Drilling with casing is especially useful in certain situations where an operator wants to drill and line a wellbore as quickly as possible to minimize the time the wellbore remains unlined and subject to collapse or to the effects of pressure anomalies. For example, when forming a subsea wellbore, the initial length of wellbore extending from the ocean floor is much more subject to cave in or collapse due to soft formations as the subsequent sections of wellbore. Sections of a wellbore that intersect areas of high pressure can lead to damage of the wellbore between the time the wellbore is formed and when it is lined. An area of exceptionally low pressure will drain expensive circulating fluid from the wellbore between the time it is intersected and when the wellbore is lined.
In each of these instances, the problems can be eliminated or their effects reduced by drilling with casing. However, drilling with casing results in a smaller annular clearance between the outer diameter of the casing and the inner diameter of the newly formed wellbore. This small annular clearance causes the circulating fluid to travel through the annular area at a high annular velocity, resulting in a higher potential of wellbore erosion compared to a conventional drilling operation.

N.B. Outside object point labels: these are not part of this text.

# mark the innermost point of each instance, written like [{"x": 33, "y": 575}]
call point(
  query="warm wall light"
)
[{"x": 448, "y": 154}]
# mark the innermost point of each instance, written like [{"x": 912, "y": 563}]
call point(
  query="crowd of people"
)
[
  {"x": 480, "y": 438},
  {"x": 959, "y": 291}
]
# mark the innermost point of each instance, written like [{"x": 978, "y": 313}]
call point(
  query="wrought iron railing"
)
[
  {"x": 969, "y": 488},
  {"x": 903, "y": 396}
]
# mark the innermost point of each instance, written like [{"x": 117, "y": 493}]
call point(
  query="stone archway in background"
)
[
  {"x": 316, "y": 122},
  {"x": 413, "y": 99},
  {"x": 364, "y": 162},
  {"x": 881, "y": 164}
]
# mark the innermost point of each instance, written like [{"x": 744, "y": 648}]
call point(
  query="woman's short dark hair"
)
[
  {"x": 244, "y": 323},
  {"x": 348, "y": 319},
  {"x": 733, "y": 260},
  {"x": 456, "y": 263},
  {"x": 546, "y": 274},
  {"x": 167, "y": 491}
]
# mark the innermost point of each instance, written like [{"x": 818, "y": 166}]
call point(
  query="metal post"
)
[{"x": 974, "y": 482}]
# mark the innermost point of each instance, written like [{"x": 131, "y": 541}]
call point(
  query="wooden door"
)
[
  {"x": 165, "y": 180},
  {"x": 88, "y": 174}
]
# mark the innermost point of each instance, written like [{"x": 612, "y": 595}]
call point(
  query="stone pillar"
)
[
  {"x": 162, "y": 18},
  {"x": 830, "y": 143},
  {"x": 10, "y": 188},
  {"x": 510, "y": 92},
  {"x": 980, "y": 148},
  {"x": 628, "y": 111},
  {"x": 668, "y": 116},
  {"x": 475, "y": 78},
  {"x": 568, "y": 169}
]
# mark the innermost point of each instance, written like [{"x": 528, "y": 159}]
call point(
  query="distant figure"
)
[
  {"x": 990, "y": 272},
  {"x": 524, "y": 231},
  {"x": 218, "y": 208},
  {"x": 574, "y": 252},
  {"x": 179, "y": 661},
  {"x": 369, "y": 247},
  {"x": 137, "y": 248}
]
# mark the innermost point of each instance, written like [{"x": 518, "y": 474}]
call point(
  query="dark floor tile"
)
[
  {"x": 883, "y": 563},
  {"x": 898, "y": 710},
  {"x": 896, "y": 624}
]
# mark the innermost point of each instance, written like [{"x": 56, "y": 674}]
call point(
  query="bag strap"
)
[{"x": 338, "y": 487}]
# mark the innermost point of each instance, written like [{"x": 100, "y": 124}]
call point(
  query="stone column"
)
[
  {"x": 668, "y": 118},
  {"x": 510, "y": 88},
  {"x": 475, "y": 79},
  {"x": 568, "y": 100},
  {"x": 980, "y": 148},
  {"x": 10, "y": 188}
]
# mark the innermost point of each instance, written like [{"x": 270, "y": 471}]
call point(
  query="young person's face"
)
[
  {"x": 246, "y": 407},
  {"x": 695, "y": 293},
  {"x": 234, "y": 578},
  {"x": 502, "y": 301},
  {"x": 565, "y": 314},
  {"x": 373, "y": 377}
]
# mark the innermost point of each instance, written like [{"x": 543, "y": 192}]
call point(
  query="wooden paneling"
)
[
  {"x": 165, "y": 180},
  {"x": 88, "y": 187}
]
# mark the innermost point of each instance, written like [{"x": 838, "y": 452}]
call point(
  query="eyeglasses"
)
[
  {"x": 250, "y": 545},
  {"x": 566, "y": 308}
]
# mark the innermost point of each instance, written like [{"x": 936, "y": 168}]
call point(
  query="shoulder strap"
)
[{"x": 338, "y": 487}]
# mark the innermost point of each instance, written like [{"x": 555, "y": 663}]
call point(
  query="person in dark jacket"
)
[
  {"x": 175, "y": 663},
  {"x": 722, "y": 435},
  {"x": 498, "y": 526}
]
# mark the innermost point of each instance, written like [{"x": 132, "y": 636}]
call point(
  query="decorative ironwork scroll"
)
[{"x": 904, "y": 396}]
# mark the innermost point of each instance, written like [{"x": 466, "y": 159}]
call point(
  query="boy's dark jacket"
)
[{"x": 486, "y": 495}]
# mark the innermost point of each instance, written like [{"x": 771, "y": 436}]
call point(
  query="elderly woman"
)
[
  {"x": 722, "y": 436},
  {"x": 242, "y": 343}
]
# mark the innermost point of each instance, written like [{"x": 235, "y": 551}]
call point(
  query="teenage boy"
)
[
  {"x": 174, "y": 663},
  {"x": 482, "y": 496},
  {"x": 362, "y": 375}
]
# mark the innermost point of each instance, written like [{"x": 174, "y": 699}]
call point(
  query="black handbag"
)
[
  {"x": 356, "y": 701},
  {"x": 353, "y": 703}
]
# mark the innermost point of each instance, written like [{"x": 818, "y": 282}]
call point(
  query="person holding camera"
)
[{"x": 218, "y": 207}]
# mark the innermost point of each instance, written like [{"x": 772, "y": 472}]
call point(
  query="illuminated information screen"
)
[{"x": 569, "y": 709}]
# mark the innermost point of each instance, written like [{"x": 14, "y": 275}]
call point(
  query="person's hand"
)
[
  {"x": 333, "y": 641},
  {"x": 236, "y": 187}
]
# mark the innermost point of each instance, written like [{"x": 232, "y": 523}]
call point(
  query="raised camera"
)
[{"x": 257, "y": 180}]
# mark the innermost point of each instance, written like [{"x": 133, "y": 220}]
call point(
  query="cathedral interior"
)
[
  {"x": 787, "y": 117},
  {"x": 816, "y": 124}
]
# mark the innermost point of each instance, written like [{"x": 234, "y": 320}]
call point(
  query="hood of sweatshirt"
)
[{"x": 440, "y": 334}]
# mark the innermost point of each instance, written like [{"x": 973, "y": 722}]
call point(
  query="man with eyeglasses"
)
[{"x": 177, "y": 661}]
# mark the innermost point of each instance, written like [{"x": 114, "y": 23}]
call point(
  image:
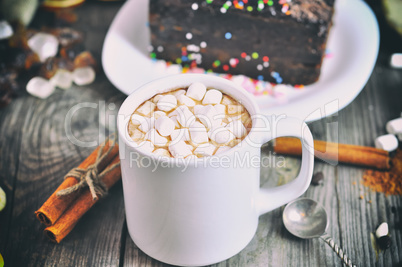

A need therefore exists for an apparatus and a method for preventing settling of drill cuttings and other debris in the wellbore during a drilling operation. There is a further need for an apparatus and a method that will effectively increase the carrying capacity of the circulating fluid without damaging wellbore formations. There is yet a further need for a cost-effective method for cleaning out a wellbore while drilling with casing.